In Bezug auf den Arbeitsmarkt sind die Autoren des SVR-Gutachtens der Meinung, dass bei der Grundsicherung, dem Ehegattensplitting, der Familienversicherung sowie der Witwen- bzw. Witwerrente Reformbedarf besteht. Es werden hier Möglichkeiten identifiziert, die Anreize zur Arbeitsaufnahme zu erhöhen. Als weiterer wichtiger Punkt zur Dämpfung des weiteren Rückgangs der Zahl der Arbeitskräfte wird die Zuwanderung genannt. Flüchtlingen soll möglichst bald nach ihrer Ankunft in Deutschland eine Arbeitserlaubnis gegeben werden und die Erwerbsmigration aus Nicht-EU-Ländern erleichtert werden. Letzteres soll in den Konsulaten und Ausländerbehörden durch eine Willkommenskultur und weniger administrative Hindernisse unterstützt werden.

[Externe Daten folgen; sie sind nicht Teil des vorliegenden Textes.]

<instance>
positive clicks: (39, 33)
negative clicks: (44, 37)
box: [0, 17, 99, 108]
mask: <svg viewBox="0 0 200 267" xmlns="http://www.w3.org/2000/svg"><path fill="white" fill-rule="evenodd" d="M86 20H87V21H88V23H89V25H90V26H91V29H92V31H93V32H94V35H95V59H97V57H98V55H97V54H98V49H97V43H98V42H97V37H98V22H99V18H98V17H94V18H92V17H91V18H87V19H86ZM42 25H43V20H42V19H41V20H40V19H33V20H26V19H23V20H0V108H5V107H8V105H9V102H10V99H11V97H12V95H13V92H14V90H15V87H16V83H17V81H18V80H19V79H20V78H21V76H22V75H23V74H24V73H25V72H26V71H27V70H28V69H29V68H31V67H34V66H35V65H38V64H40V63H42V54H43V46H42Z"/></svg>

Nicht alle, aber die meisten dieser Vorschläge kosten Geld. Das gilt vor allem für Investitionsanreize und für Maßnahmen zur Verbesserung des Bildungssystems. Häufig werden entsprechende Maßnahmen abgelehnt mit dem Hinweis, dafür sei kein Geld da. Wir wissen mittlerweile, dass dies ein fadenscheiniges Argument ist. Angesichts einer niedrigen Verschuldungsquote von 66 % des BIP ist es selbstverständlich keine Frage des Geldes, ob die vom Sachverständigenrat vorgeschlagenen Maßnahmen umgesetzt werden, sondern eine Frage des politischen Willens. Klar, wir haben die Schuldenbremse, die auch noch in der Verfassung verankert ist. Eine Reform derselben, in dem man beispielsweise Investitionen aus der Schuldenbremse ausklammert, wäre dringend notwendig, aber derzeit unrealistisch. Ein pragmatischer Umgang mit der Schuldenbremse, wie er bei der Bildung des sogenannten Sondervermögens Bundeswehr an den Tag gelegt wurde, ist kurzfristig aber offensichtlich auch ein Weg.

Es wäre gut, wenn in dieser Hinsicht die Scheuklappen abgelegt würden und Deutschland sich wieder daran macht, sein Potenzial zu heben.